Low suspicion lesions on multiparametric magnetic resonance imaging predict for the absence of high-risk prostate cancer
Correspondence: Peter A. Pinto, Urologic Oncology Branch, National Cancer Institute, 10 Center Drive MSC 1210, Building 10, CRC, Room 2W-5940, Bethesda, MD 20892-1210, USA.
Study Type – Diagnostic (case series)
Level of Evidence 4
What's known on the subject? and What does the study add?
Over-treatment of indolent prostate cancer lesions is a problem which can result in increased human and medical costs.
Lesions with a low suspician level at mpMRI of the prostate have low risk of including high risk prostate cancer.
- To determine whether multiparametric magnetic resonance imaging (mpMRI) has the potential to identify patients at low risk for cancer, thus obviating the need for biopsy. Prostate cancer is currently diagnosed by random biopsies, resulting in the discovery of multiple low-risk cancers that often lead to overtreatment.
Patients and Methods
- We reviewed 800 consecutive patients who underwent a 3 Tesla mpMRI of the prostate with an endorectal coil from March 2007 to November 2011.
- All suspicious lesions were independently reviewed by two radiologists using T2-weighted, diffusion-weighted, spectroscopic and dynamic contrast-enhanced MRI sequences.
- Patients with only low suspicion lesions (maximum of two positive parameters on mpMRI) who subsequently underwent transrectal ultrasonography (TRUS)/MRI fusion targeted biopsy were selected for analysis.
- In total, 125 patients with only low suspicion prostatic lesions on mpMRI were identified.
- On TRUS/MRI fusion biopsy, 77 (62%) of these patients had no cancer detected, 38 patients had Gleason 6 disease and 10 patients had Gleason 7 (3+4) disease.

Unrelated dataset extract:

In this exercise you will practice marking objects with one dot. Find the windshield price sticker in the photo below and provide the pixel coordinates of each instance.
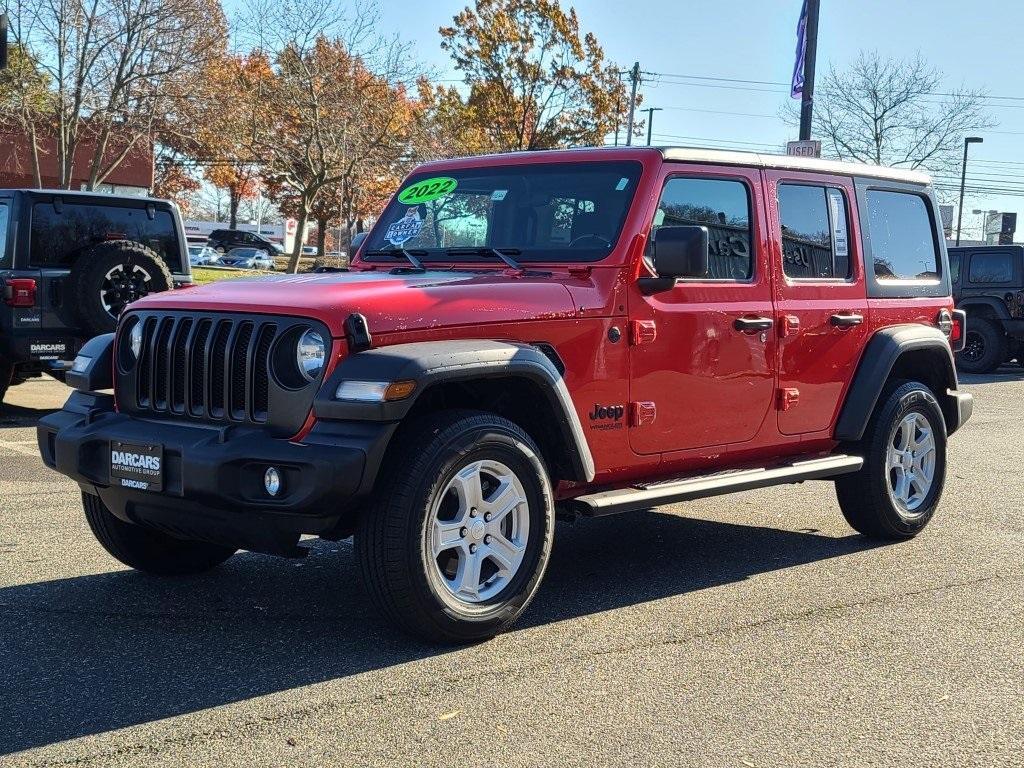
(424, 192)
(404, 228)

- There were 30 patients with cancer detected on biopsy who qualified for active surveillance using 2011 National Comprehensive Cancer Network guidelines.
- No cases of high-risk (≥ Gleason 4+3) cancer were identified on biopsy and, of the fifteen patients who underwent radical prostatectomy at our institution, none were pathologically upgraded to high-risk cancer.
- Thus, for patients with only low suspicion lesions, 107 (88%) patients either had no cancer or clinically insignificant disease.
- The results obtained in the present study show that low suspicion lesions on mpMRI are associated with either negative biopsies or low-grade tumours suitable for active surveillance.
- Such patients have a low risk of harbouring high-risk prostate cancers.